The reason I was looking at old play-by-mail zines yesterday was Elsinor. Elsinor is not a zine, it's a game. It's one of those games that has a mechanic (if you can call it that) which can act as a catalyst for discussing game design theory — or it would, if only game design theorists knew about it.

The rules for Elsinor were published in a zine called Son of Bellicus, which was a spin-off from Bellicus that merged back into the main zine a year later. Sadly, I can find no online copies of Son of Bellicus, but the rules were summarised in Bellicus 19 as follows:

Elsinor is a fantasy game in which anyone can write as much as they please, provided it is consistent with what has gone before, and it makes interesting reading. Anyone may play, and for as long as they wish: all they need to do is submit sagas for their characters or nations when they feel like it. When players' sagas conflict with each other, the better written will generally prevail. The GM retains the right to alter factual and numerical information as he sees fit, though in practice he hopes such rights gain little exercise.

There are some maps in Bellicus 19 to bring readers and potential new players up to speed.

OK, so this is a game in which what players say becomes true by fiat. Although there is a gamesmaster (the editor of Bellius, Will Haven, hence the use of "he") to stop random griefers from exploding the planet and destroying everything, the existence of such a role meant that no-one ever did send in such contributions.

Like Mornington Crescent, Elsinor is the Magic Circle incarnate. It's entirely freeform. Players can literally (hmm, and since they're writing I guess that's literally literally) make anything they want to happen happen.
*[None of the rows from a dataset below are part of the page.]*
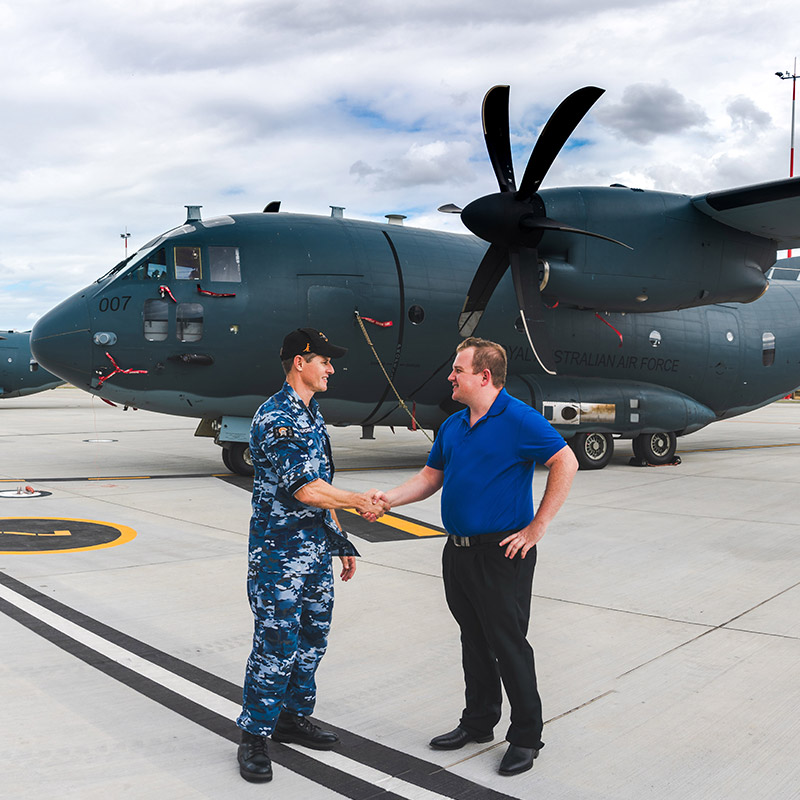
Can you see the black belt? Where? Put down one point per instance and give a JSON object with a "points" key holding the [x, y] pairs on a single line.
{"points": [[481, 538]]}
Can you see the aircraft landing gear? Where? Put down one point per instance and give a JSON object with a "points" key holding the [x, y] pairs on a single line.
{"points": [[593, 450], [236, 457], [655, 448]]}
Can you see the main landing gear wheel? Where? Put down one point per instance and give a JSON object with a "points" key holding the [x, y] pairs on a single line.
{"points": [[236, 458], [655, 448], [593, 450]]}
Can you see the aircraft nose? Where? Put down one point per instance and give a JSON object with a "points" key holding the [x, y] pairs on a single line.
{"points": [[61, 342]]}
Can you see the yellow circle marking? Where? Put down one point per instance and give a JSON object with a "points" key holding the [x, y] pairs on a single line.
{"points": [[126, 535]]}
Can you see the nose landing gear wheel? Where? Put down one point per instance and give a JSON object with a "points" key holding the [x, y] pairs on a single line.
{"points": [[655, 448], [593, 450]]}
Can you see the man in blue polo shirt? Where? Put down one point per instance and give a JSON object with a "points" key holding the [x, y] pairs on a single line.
{"points": [[483, 460]]}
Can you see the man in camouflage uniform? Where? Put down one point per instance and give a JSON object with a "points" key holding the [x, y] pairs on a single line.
{"points": [[293, 534]]}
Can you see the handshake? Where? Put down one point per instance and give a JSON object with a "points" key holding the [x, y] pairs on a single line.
{"points": [[372, 504]]}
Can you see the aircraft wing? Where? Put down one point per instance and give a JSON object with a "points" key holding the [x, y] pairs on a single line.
{"points": [[769, 209]]}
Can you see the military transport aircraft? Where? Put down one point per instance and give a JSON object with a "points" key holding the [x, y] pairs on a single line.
{"points": [[20, 373], [624, 315]]}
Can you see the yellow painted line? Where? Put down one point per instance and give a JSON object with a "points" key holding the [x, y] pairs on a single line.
{"points": [[741, 447], [414, 528], [378, 469], [123, 478], [126, 535]]}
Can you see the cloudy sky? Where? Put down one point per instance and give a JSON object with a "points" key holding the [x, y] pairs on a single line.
{"points": [[114, 114]]}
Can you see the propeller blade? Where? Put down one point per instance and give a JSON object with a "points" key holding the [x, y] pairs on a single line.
{"points": [[498, 139], [525, 271], [532, 223], [553, 137], [491, 269]]}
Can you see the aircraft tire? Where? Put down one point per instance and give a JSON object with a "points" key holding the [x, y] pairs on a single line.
{"points": [[593, 450], [655, 448], [237, 459]]}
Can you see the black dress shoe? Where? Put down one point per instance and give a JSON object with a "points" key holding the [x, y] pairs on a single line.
{"points": [[517, 759], [456, 739], [254, 762], [300, 730]]}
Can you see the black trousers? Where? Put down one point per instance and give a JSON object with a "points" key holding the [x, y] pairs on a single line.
{"points": [[490, 597]]}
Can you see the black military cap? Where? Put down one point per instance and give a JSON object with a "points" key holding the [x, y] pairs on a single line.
{"points": [[309, 340]]}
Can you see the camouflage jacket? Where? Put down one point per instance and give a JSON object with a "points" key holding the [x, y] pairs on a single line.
{"points": [[290, 447]]}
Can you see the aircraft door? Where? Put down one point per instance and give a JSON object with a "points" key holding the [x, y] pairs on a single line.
{"points": [[331, 309], [8, 367], [724, 356]]}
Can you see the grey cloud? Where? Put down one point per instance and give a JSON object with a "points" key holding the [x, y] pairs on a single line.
{"points": [[434, 163], [648, 110], [745, 114]]}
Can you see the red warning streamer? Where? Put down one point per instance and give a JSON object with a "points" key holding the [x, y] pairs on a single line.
{"points": [[117, 369], [164, 290], [610, 326], [200, 290]]}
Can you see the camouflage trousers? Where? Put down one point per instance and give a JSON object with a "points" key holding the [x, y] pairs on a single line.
{"points": [[292, 611]]}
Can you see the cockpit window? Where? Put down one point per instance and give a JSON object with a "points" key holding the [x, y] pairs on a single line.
{"points": [[153, 268], [223, 264], [188, 265]]}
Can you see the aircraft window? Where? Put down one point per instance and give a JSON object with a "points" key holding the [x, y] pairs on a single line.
{"points": [[156, 320], [223, 264], [187, 264], [767, 349], [153, 268], [190, 322], [416, 314]]}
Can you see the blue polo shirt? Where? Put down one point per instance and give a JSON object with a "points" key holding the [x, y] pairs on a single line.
{"points": [[488, 468]]}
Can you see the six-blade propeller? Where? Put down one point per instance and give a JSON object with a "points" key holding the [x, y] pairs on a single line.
{"points": [[514, 220]]}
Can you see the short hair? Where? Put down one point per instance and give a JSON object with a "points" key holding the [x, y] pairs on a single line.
{"points": [[286, 363], [487, 355]]}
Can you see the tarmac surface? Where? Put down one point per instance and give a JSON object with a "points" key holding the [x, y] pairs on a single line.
{"points": [[666, 622]]}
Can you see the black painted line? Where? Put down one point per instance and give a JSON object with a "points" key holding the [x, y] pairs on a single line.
{"points": [[330, 777], [385, 759]]}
That they don't is because they realise that if they did that the game would end. They don't want the game to end, therefore they don't do it. They continue playing only because they enjoy the world they are collectively constructing, the story they are collectively writing, and the drama they are collectively enacting through their competitiveness.

It's like a modern wiki story. However, it isn't one: it's a game. Players are trying to improve their character or country at the expense of other players (the maps mean there are limited resources over which to compete). Their goals are personal, not shared; they share the context as a precondition to playing, but they have no reason to desire that Elsinor has, say, a beginning, middle and end. Story structure is irrelevant. They decide what they want to achieve, then set out to achieve it. This is in the knowledge that they could achieve it in one sentence if they wanted to, but where's the fun in that?

They players of Elsinor dropped in and dropped out, but the world and its story-now-history lived on. It was eventually dropped from Bellicus because too many new subscribers hadn't been following the story and objected to paying for 2 or 3 pages of partial story they didn't understand each issue. I don't know what became of it.

A story-telling game that's held together only by the imaginations of the players, though: what a concept!